- 作者:Kathrin Suttner ; Isabell Ruoss ; Philip Rosenstiel ; Martin Depner ; Leonardo A. Pinto ; Michaela Schedel ; Jerzy Adamski ; Thomas Illig ; Stefan Schreiber ; Erika von Mutius ; Michael Kabesch
- 关键词:HLX1 ; asthma ; association study ; genetic analysis ; functional promoter analysis
- 刊名:Journal of Allergy and Clinical Immunology
- 出版年:2009
- 出版时间:January 2009
- 年:2009
- 卷:123
- 期:1
- 页码:82-88.e6
- 全文大小:461 K
Background
Major transcription factors controlling TH1 and TH2 development, such as T-box transcription factor and GATA3, might be centrally involved in asthma and atopic diseases.
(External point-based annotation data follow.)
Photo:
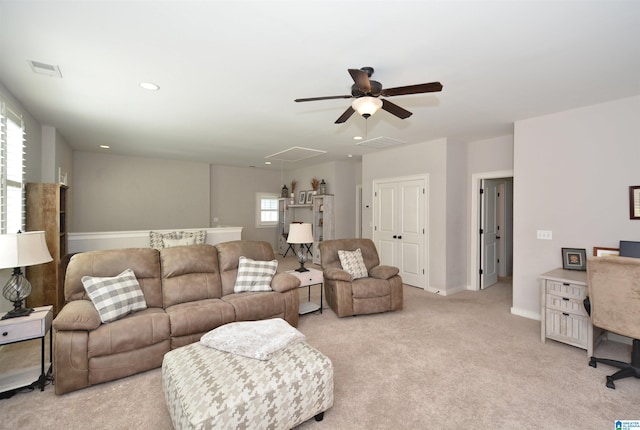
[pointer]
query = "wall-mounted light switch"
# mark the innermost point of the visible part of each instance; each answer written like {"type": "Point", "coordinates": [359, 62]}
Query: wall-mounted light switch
{"type": "Point", "coordinates": [545, 234]}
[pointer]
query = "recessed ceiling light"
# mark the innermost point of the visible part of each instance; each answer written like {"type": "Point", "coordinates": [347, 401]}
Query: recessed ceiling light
{"type": "Point", "coordinates": [149, 86]}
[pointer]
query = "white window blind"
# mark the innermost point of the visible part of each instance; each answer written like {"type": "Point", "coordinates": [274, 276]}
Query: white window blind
{"type": "Point", "coordinates": [12, 170]}
{"type": "Point", "coordinates": [267, 210]}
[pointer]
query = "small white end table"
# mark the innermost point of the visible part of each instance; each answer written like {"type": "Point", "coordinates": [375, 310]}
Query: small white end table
{"type": "Point", "coordinates": [308, 279]}
{"type": "Point", "coordinates": [36, 325]}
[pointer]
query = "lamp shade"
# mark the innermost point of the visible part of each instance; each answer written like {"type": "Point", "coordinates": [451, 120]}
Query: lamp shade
{"type": "Point", "coordinates": [300, 233]}
{"type": "Point", "coordinates": [366, 106]}
{"type": "Point", "coordinates": [23, 249]}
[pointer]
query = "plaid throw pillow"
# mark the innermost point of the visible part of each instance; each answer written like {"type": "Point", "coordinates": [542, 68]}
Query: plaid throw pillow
{"type": "Point", "coordinates": [352, 263]}
{"type": "Point", "coordinates": [254, 275]}
{"type": "Point", "coordinates": [115, 297]}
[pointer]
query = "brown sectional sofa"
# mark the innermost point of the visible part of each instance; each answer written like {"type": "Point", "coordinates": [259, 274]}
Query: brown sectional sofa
{"type": "Point", "coordinates": [189, 290]}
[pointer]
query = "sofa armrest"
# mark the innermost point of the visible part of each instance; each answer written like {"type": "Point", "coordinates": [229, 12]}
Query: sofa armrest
{"type": "Point", "coordinates": [77, 315]}
{"type": "Point", "coordinates": [383, 272]}
{"type": "Point", "coordinates": [336, 274]}
{"type": "Point", "coordinates": [282, 282]}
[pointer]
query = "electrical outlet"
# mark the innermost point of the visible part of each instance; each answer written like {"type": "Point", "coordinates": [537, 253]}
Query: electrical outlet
{"type": "Point", "coordinates": [544, 234]}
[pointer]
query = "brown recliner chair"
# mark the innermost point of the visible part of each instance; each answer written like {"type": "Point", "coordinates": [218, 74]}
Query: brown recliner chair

Only recently, the homeobox transcription factor H.20-like homeobox 1 (HLX1), interacting closely with T-box transcription factor, has been identified as an important regulator of TH1 differentiation and suppressor of TH2 commitment.Objective
We investigated whether genetic variations in the HLX1 gene exist and whether these could affect the development of childhood asthma.
Methods
The HLX1 gene was resequenced in 80 chromosomes. Associations between identified polymorphisms, asthma, and atopic diseases were investigated in German children (total n = 3099) from the cross-sectional International Study of Asthma and Allergy in Childhood phase II. Functional properties of polymorphisms were studied by using luciferase reporter gene assays and electrophoretic mobility shift assays in T cells. All statistical analyses were performed with SAS/Genetics software (SAS Institute, Inc, Cary, NC).
Results
Nineteen polymorphisms were identified in the HLX1 gene, and 2 tagging single nucleotide polymorphisms representing 7 polymorphisms were associated with childhood asthma in our study population. Two promoter polymorphisms, C−1407T and C−742G, contained in 1 tagging block were associated with asthma (odds ratio, 1.44; 95 % CI, 1.11-1.86; P = .0061), significantly decrease promoter transactivation, and disrupt specificity protein–transcription factor binding in in vitro experiments.
Conclusions
Our data suggest that polymorphisms in the HLX1 gene increase the risk for childhood asthma. On the cellular level, altered binding of specificity protein–transcription factors to the HLX1 promoter and subsequent changes in HLX1 gene expression might contribute to these effects.